Fast/Multi Load & Control Characters

UDA
Enthusiast

Fast/Multi Load & Control Characters

Our source data is loaded into our warehouse staging area via combination of Fast & Multi Load utilities.
From time to time some CNTRL characters can slip into the source systems data.

For example an email address such as Paul.O¢Hara@gmail.com appeared last week where the cent character was meant to be an apostrophy.

We use the caret^ symbol as a delimiter for the fastload files and so they are what delimits the columns in the .txt file created from fastload.

Everyone has to deal with Control characters and we are wondering what approaches some of you guys have employed.

Marc.
8 REPLIES
Enthusiast

Re: Fast/Multi Load & Control Characters

Use fixed width, it's also much faster to load.

The issue of space is normally circumvented in unix by using compression utilities (ie ask the source system to send zipped files) and loading them via named FIFOs.
Enthusiast

Re: Fast/Multi Load & Control Characters

excuse my ignorance.
but what do you mean by 'fixed width' and 'named FIFO'?
Can you use examples?

Marc
Enthusiast

Re: Fast/Multi Load & Control Characters

fixed width format is when you specify what is the maximum length of each field, and pad the rest with zero/spaces.

for example

if this is a variable text format, with pipe delimiters.

123|shannera@grare.com|NY

and if the max allowed size of the first field (assuming integer) is 5, second one to be 30 and last field is 2 then your data record format would look like. (there are no delimiters all fields start and end at fixed positions)

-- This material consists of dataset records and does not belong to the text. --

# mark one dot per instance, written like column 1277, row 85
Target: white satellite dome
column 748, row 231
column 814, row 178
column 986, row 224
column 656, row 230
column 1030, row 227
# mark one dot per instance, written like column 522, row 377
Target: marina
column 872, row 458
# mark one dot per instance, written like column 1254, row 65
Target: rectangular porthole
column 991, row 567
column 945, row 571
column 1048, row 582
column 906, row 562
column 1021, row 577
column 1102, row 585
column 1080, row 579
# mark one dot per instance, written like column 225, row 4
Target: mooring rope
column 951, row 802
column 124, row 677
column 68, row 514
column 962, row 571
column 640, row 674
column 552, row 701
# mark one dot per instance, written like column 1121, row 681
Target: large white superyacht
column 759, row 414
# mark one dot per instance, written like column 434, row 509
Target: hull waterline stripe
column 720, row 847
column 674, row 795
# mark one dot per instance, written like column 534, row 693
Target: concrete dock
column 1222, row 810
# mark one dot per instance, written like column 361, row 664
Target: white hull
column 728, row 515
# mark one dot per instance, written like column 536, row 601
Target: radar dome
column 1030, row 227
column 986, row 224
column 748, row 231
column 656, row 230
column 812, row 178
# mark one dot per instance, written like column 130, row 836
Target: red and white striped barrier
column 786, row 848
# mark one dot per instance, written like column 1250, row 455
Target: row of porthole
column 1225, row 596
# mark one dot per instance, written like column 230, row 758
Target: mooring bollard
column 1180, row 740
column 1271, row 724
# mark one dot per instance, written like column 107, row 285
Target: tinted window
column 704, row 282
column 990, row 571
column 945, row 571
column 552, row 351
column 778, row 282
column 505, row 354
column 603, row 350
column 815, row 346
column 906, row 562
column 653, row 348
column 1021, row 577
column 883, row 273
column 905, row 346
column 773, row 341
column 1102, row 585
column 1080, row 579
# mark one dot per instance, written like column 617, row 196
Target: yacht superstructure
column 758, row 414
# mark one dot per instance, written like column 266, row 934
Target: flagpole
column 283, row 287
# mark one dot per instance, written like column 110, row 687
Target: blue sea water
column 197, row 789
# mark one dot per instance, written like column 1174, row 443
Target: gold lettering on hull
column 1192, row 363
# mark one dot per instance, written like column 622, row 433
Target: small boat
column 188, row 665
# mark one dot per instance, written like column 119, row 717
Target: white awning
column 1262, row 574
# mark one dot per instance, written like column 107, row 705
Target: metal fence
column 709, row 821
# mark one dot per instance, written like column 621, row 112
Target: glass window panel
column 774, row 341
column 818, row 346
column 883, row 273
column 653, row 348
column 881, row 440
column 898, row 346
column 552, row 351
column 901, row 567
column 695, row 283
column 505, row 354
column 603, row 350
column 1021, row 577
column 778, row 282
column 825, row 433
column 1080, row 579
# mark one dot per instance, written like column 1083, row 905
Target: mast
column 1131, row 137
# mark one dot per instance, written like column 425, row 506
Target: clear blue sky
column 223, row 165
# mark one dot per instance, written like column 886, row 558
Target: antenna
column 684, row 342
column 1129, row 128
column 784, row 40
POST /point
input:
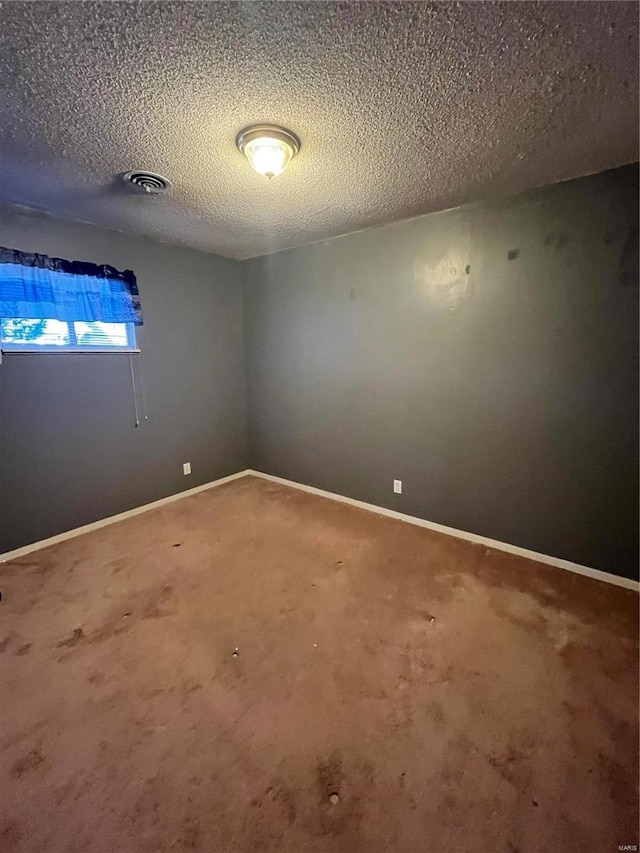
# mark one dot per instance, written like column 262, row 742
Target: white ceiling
column 402, row 108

00123shannera@grare.com<12 spaces>NY

and in your load scripts, you can specify the record format to be TEXT.
you will also have to change your input field specifications in the script from VARCHAR(n) to CHAR(n) also use NULLIF checks to translate spaces to null values etc. lookup the manual for more details.

named FIFOs are a feature in unix where a process can write to a FIFO and another process can read from it (similar to using pipes in shell commands).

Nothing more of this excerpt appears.